Münzing fand es bewundernswert, wie seine Rathausmannschaft wie ein Mann hinter ihm stehe. Tatsächlich ließ die Verwaltung ihren Chef schmählich im Stich. Gerne würde er zum Ball kommen, wenn dieser nach vorne verlegt werde, habe er doch seinen Kindern versprochen, dass die Ferienwoche ihnen gehörte, schlug Münzing die Einladung der Hexen aus. Und besucht habe er den Ball in Zwiefalten und nicht etwa den in Hayingen. "Was soll ich mit dem Narrenbaum, mein Garten hat nicht soviel Raum", reimte der Schultes.

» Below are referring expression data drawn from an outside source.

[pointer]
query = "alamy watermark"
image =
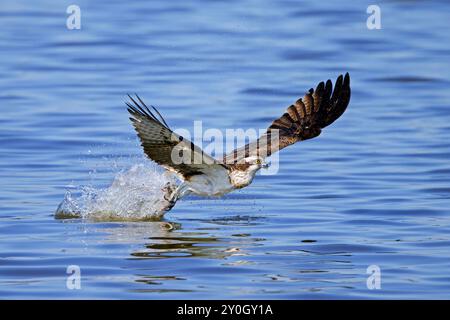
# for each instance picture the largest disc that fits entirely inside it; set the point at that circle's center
(374, 20)
(73, 281)
(73, 21)
(374, 280)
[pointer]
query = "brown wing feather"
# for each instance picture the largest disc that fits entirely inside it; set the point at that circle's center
(303, 120)
(159, 141)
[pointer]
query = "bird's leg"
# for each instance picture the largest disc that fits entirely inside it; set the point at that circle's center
(179, 192)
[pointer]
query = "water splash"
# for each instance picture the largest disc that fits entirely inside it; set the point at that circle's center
(135, 194)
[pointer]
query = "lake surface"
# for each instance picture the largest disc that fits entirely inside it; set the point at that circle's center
(372, 190)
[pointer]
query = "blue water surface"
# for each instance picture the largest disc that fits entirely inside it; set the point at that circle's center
(373, 189)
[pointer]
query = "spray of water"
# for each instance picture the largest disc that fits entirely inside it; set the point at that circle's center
(135, 194)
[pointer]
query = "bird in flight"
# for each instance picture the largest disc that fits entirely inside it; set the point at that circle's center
(204, 175)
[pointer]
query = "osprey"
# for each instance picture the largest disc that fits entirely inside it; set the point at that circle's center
(204, 175)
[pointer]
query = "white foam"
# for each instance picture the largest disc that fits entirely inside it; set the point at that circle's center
(135, 194)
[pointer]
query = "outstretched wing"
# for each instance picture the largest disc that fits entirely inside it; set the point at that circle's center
(165, 147)
(303, 120)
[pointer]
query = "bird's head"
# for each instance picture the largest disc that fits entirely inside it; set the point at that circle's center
(255, 163)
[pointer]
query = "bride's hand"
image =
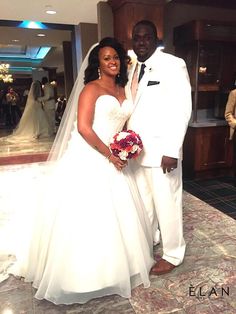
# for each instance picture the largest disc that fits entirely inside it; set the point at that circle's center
(117, 162)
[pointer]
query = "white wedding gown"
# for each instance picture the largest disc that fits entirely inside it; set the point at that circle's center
(33, 123)
(91, 236)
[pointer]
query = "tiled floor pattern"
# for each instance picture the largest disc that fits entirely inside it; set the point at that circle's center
(204, 283)
(218, 192)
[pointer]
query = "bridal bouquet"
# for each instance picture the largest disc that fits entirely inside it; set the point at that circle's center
(126, 145)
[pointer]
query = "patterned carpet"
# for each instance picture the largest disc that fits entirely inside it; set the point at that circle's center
(218, 192)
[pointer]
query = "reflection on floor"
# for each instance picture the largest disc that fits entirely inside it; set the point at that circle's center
(204, 283)
(23, 152)
(217, 192)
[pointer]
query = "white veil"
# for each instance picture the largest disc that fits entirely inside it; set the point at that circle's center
(69, 119)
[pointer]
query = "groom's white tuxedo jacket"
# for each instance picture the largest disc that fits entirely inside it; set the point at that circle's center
(162, 107)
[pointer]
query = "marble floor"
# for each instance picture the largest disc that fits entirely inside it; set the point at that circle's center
(204, 283)
(23, 152)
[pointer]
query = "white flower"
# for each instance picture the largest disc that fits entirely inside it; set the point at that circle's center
(121, 136)
(123, 154)
(134, 148)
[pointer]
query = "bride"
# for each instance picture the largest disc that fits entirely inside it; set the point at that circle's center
(93, 238)
(33, 123)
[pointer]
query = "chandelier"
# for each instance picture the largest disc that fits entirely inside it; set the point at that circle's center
(4, 75)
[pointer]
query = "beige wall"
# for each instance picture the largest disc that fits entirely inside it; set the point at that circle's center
(105, 20)
(177, 14)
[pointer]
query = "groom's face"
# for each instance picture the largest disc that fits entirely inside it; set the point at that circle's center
(144, 42)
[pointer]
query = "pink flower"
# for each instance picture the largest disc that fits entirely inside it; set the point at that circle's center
(126, 145)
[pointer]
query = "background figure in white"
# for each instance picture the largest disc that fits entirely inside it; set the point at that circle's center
(49, 104)
(33, 123)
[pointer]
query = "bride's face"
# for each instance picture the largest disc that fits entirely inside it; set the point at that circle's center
(109, 61)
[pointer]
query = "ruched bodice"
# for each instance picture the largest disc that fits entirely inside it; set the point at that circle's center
(110, 116)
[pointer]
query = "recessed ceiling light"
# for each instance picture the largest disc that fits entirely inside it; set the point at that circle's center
(51, 12)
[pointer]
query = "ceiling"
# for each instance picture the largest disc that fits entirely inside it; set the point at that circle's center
(19, 46)
(69, 12)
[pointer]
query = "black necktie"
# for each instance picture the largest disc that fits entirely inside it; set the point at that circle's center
(141, 71)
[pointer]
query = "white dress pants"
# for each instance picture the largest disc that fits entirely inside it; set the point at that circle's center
(162, 196)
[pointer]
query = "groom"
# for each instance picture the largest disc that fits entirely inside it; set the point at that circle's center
(160, 89)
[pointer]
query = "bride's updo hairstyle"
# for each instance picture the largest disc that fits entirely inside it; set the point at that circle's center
(92, 72)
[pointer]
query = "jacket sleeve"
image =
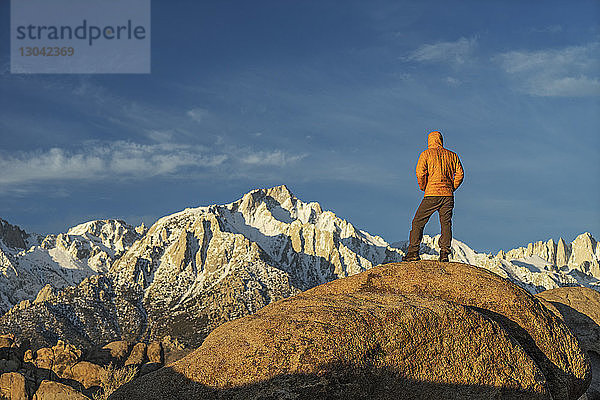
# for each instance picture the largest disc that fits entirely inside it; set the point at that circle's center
(422, 171)
(459, 174)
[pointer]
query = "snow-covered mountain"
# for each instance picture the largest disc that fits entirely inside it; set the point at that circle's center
(28, 262)
(539, 266)
(195, 269)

Für die Narren gings anschließend sogleich weiter zur Astrid-Lindgren-Schule, wo sie von den Schülern bereits sehnsüchtig erwartet wurden. Unter den Klängen der Lumpenkapelle huschten die Hexen durch die Schulkorridore, öffneten die Türen der Klassenzimmer und wurden mit großem Jubel von den bunt verkleideten Schülern begrüßt. Schnell verlagerte sich das Geschehen auf den Schulhof, wo Kindern und Lehrern Fasnetskrapfen - 320 an der Zahl - angeboten wurden, wo zu den Klängen der Kapelle getanzt wurde. Toll, dass auch alle Lehrer sich in närrische Schale geworfen hatten. Schulleiterin Uthe Scheckel etwa war als Nonne verkleidet. Zum Kochen brachten die Hungerberghexen am Nachmittag die gut gefüllte Alenberghalle: Rund 300 klitzekleine und große Narren erlebten ein Remmidemmi mit Musik und Spielen, das ganz auf den Nachwuchs zugeschnitten war. Die Gastgeber zogen trommelnd durch den Saal und alle folgten ihnen: Flinke Bienchen, schaurige Vampire, lustige Pippi Langstrümpfe und rosa-süße Prinzessinnen.